An additional way to think of this, to add a greater layer of complexity, is in terms of homeostasis. When we do not take care of our bodies (sleep, eating healthy, going to the washroom when the body tells you!) we compromise our capacity to respond in sensitive environments. This is because, as the work of Antonio Damasio has made very clear, the body has a 'hierarchy' of priorities. The body, insomuch as it is as "other" to our perceiving consciousness, demands respect and care from us. When we do not get the rest or nourishment we need, the higher levels of the brain (dorsolateral complexes) receive less blood flow. Subjectively, we experience this as a reduced capacity to regulate our affective states - as well as a "drowsiness", or dissociation, from the world around us.

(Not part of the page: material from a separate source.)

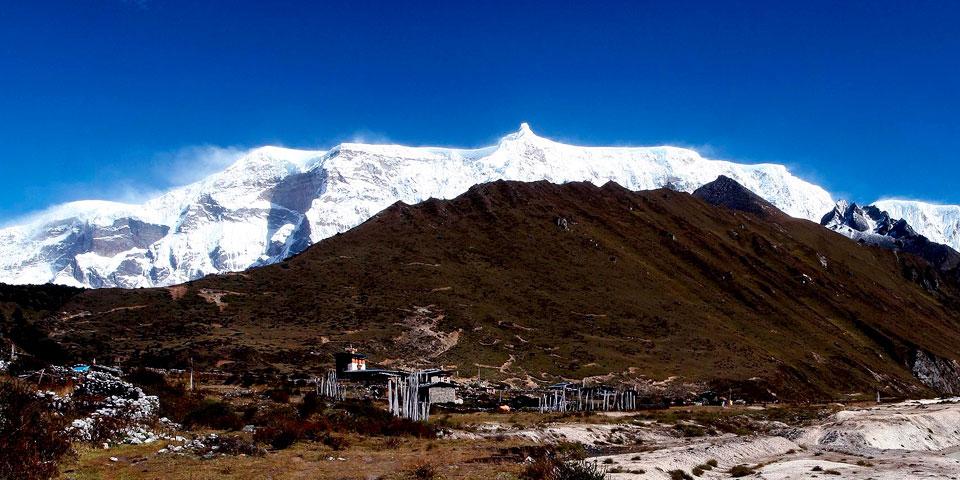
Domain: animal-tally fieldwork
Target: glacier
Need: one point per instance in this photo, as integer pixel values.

Since evolution has progressed, the higher levels accreted upon lower levels do not themselves arrogate any primacy in our functioning.The brainstem determines where blood-flow goes when energy resources our low. And the body, as a rule, is given number one priority. What else does the work of Stephen Porges - and the sheer existence of PTSD - suggest, other than that when affect rises too high, the lower brain 'shuts' down the higher brain. It even releases endogenous opiods to keep the worry-mongering mind 'stunned', so that the business of keeping the body alive can be carried forward.
Finally, that we can even exist within ourselves this way - be the compassionate eye, or gaze, towards our own experience, is truly a metaphysical wonder! (at least to me!). We embody within ourselves the context of our environment of evolutionary adaptedness. The cynics who decry "humans are selfish", fail to appreciate the relational neediness at the core of our selfishness! Were selfish for recognition, for being needed. We need to be recognized, because it was through such recognition, that these amazing brains, these knowing and self-knowing vehicles of consciousness, even emerged!